The short answer is, they don't usually. There is speculation that interest rates in the U.S. are soon going to go negative. The President has been complaining about how high rates are for 3 years. He would love for that to happen but never explains how that would help middle class working people.

Instead of helping it would eventually wipe them out in my opinion.

So, the fed is printing money and then using that helicopter money to buy treasuries and lend to investment banks. They then use that money to lend, use on share buybacks and pay out bonuses.

Yesterday's Headline

Dow Rips 500 Points Higher as $94 Billion Fed Repo Juices Stock Market


How does one invest while this game is going on?

Become your own central bank.

Now is the time to own hard assets as a hedge against this massive debt bubble that is hyper inflating the stock market.

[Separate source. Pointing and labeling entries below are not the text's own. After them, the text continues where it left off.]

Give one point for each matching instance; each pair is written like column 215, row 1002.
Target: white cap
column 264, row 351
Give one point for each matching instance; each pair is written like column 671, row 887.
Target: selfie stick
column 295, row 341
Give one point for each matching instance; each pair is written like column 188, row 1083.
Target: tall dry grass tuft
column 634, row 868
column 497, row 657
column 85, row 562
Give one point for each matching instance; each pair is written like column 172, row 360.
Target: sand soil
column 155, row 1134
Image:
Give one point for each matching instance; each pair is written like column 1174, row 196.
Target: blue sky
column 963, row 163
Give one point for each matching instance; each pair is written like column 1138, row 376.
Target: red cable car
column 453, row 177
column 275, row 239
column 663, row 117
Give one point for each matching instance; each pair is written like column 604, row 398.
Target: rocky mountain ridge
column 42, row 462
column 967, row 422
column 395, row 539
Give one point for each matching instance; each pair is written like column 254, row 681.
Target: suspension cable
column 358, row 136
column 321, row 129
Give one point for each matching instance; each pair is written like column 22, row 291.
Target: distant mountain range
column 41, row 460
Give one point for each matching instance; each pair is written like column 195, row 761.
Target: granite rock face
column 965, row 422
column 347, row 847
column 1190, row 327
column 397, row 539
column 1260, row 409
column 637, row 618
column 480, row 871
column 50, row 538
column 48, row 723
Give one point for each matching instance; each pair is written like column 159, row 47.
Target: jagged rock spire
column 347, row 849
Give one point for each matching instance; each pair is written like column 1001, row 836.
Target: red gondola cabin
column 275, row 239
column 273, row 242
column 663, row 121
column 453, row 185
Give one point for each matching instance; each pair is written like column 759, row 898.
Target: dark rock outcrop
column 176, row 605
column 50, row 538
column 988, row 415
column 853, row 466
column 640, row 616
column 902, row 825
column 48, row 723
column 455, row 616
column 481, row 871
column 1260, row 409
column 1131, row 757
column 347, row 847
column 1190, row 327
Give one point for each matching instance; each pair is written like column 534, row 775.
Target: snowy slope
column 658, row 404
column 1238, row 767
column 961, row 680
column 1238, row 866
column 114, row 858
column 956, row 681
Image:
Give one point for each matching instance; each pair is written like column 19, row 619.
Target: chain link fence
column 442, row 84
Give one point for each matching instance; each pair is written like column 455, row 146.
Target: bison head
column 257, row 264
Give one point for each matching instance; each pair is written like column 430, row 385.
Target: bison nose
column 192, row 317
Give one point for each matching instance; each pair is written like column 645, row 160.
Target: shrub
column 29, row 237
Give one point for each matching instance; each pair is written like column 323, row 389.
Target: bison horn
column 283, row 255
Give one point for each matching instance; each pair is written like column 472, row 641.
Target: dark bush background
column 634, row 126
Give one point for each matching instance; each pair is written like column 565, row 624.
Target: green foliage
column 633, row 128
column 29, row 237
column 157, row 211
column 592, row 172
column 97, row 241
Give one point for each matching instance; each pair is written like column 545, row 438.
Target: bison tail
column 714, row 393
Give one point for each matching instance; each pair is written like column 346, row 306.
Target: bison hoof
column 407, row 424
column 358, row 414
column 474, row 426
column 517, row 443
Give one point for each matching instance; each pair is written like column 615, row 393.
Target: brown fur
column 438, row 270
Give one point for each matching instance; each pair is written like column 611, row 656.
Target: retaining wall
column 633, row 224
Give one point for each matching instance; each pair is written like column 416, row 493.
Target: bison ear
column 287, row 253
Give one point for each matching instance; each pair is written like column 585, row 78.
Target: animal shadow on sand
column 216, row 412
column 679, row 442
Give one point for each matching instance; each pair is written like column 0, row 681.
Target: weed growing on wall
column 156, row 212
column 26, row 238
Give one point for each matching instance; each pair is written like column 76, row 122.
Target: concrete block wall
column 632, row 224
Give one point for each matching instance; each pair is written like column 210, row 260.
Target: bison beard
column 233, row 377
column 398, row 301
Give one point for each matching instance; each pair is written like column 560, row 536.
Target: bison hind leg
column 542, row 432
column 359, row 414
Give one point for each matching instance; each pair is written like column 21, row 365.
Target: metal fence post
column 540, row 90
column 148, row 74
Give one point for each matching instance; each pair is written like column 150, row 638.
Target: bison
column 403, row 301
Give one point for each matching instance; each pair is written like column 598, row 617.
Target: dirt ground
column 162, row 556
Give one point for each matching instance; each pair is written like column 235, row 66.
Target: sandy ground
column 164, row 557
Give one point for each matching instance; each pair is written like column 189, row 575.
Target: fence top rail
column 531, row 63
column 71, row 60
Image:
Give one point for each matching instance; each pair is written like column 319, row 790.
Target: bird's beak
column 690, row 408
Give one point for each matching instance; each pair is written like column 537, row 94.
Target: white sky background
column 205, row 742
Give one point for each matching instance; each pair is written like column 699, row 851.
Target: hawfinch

Forget the virus hype and bluster. The S&P 500 has risen over 2% since the outbreak started. It's not about the corona scare. It's about the fed's money pumping.

Crude oil has a correlation to the general stock market. Not always but when it goes up so does the market. It diverges and then comes back. It's not an exact line but it does follow in the general direction.

Crude is down 20% since the start of the year.

Just a hint that OPEC and Russia are getting together to discuss production cuts is enough for oil to catch a bid. We are awash in oil but still these major economies need and feed off of a higher oil price.

If you are trading stocks for short term capital gain then watch crude for a lift up. It's not the only thing but it's a big thing. Don't let a short term virus scare distract you from the big picture which is the price of crude and the massive debt bubble the fed has created.

What to Do?

I'm placing bets against the debt. Like buying:
  • physical gold
  • physical silver (cheapest precious metal out there)
  • crypto currencies (BTC, BTC cash, Litecoin and Ether)
NOT to get rich but as insurance against this debt. Protect yourself and diversify some of your wealth into hard assets. This is insurance. Think of it that way and not as an investment. I have allotted 10% of my portfolio to hard assets and crypto. If you don't like crypto then don't buy it. This is just what I'm doing at the moment.

This is just a hedge against the massive money printing of fiat currencies by central banks around the world. 

When interest rates go negative here like has happened in other countries it will be good to own alternative assets. A lot of people say that is Europe and it will never happen here. Those same people trust what governments say and do.

I'm a bit more pessimistic than that.

You're either a contrarian or you become a victim. Good luck!